A town hall meeting expected to focus largely on the upcoming Democratic National Convention turned out to be one of Mayor Anthony Foxx’s strongest public endorsements of the city’s defeated capital-improvement plan to date.
Speaking Wednesday night at Johnson C. Smith University – a centerpiece of the Beatties Ford Road corridor that would benefit directly from the plan – Foxx said the $926 million list of citywide improvements justified the 8 percent property tax increase needed to pay for it.
The Charlotte City Council surprised many, including the mayor, when it voted 6-5 on June 11 to kill the plan. Foxx reacted angrily to the vote, which came despite the mayor’s fellow Democrats holding a 9-2 majority on council.

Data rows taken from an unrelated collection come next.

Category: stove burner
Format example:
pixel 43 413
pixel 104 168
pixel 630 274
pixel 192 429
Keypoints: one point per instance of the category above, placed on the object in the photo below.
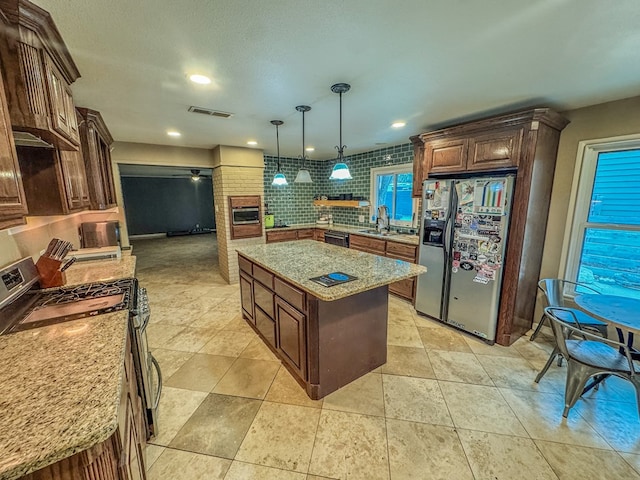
pixel 91 290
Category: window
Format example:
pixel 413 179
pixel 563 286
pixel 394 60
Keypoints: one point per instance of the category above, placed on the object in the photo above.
pixel 392 186
pixel 604 249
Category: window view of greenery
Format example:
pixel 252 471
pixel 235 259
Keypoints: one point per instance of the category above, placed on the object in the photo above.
pixel 394 191
pixel 610 258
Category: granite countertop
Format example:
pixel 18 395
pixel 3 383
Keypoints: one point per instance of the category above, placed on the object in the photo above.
pixel 60 390
pixel 298 261
pixel 393 237
pixel 90 271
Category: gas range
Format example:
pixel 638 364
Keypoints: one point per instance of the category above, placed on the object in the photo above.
pixel 22 306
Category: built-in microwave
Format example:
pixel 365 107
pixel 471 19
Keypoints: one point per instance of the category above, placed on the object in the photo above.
pixel 245 215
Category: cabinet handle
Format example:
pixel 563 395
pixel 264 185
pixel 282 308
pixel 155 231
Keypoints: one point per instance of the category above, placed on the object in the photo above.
pixel 157 367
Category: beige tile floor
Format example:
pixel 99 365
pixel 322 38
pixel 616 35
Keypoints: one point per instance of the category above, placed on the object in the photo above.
pixel 444 406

Foxx had earlier vetoed a compromise improvement plan that would have stripped away a controversial $119 million streetcar extension that would have served JCSU and Beatties Ford Road.
The original plan also included new police stations, traffic improvements and major investment in lagging neighborhoods. Council talks on the plan are expected to resume in the fall.
Speaking before a friendly crowd of about 100 people at Wednesday’s town hall, Foxx said the plan is in keeping with the city’s tradition of taking bold steps to invest in its future.
When asked by JCSU President Ron Carter what residents can do on behalf of the streetcar, Foxx said, “The City Council members need to hear from you.”
“When you elected me, you elected me to represent the entire city,” Foxx said. “I’m going to fight for the entire city. But the city has to fight for itself.”
Audience member Kristy Womack called the list of projects impressive but questioned whether they justified a tax increase “when so many people are really struggling.”
In response, Foxx said the challenge to the council is that both sides are right. Taxes are too high, he said, but the projects are still needed.
“I know these are tough choices. I’m not out here telling you that life is beautiful for everyone,” he said. “I’m telling you it’s a hard road if we invest or don’t invest. I am saying the road will be tougher without.”
Foxx was also joined by Police Chief Rodney Monroe and other city staffers to update the audience on the convention, which Foxx predicted would be a success and a major turning point for Charlotte.